Слегка помешкав, я взял, проглотил и запил «роялем». Жора последовал моему примеру.
         Через какое-то время, Грейс запела уже как-то по- другому, она звучала где-то в самой  середине сознания, а «белый кролик» стал почти осязаемым, мне казалось, я гладил его нежную шерсть. Откуда-то, извне, прозвучал голос Ухарева:
           - Ты в курсе, сегодня сейшак в ДК Моторостроителей
           - Да, круто. Надо сходить.
           - А надо ли? По регион-TV покажут, там у них, кажется,  день города сегодня.
           - Да ну? Врубай быстрее…
           - Сейчас, только глаза выну.
           - Это ещё зачем?
           - Я люблю музыку чувствовать нутром и кожей, как Рей Чарльз.
            - А, ну-ну.
     Жорж извлёк свои глазные яблоки, достал из тумбочки физраствор в графине и положил их туда. В пустых глазницах закрутились разноцветные кружочки, как на венгерском «Балкантоновском» виниле. На стенах заиграли разноцветные блики. Жорина рука, вытянувшись в узкую линию, проследовала в другой конец комнаты и нажала кнопку ВКЛ на телевизоре.

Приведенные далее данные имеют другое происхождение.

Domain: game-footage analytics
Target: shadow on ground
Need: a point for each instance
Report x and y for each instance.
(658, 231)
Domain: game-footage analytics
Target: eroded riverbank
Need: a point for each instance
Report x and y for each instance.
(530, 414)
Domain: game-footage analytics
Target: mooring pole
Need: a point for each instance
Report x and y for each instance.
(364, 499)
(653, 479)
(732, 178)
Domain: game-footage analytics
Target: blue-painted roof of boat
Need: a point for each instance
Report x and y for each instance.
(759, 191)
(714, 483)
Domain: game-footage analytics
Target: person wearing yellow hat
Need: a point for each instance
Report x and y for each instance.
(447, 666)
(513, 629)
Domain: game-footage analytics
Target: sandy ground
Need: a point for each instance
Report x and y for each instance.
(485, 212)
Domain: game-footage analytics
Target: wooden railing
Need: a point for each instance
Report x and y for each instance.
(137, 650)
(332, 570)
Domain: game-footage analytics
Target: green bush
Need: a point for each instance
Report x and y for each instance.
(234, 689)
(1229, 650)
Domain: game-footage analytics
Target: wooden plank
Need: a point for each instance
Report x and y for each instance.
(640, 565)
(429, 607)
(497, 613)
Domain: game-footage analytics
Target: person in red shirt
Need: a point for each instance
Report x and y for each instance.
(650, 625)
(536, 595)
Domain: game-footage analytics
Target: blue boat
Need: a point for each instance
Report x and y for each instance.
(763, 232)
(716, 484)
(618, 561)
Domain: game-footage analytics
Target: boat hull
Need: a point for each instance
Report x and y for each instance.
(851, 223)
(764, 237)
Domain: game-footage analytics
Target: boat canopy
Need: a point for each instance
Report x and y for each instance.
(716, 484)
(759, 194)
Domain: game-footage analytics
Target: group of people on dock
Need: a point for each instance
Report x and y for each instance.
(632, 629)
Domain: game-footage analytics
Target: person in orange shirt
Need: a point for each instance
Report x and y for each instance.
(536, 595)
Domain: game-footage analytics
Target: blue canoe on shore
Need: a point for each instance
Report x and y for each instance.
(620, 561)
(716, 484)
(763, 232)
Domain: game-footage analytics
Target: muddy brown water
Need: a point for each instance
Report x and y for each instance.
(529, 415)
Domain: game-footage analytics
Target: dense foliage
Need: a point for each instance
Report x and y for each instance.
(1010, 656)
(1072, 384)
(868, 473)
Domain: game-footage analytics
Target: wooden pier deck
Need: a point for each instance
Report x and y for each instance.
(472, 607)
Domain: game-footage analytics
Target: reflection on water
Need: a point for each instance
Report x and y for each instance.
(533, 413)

         Мэр города с трибуны вещал о достижениях за минувший год, облик его напоминал то Йоду из «Звёздных войн», то Голума из «Властелина колец».
           - Во-во,- закивал головой Жорж,- А с похмелья он вообще то «Хищник», то «Чужой».
           - Какой ужас,-  содрогнулся я. Голос Грейс был уже не таким благозвучным, а напоминал скорей Тома Уэйтса и Брюса Спрингстина в одном флаконе.
           - Скорей бы этот мудак кончал,- посетовал Ухарев.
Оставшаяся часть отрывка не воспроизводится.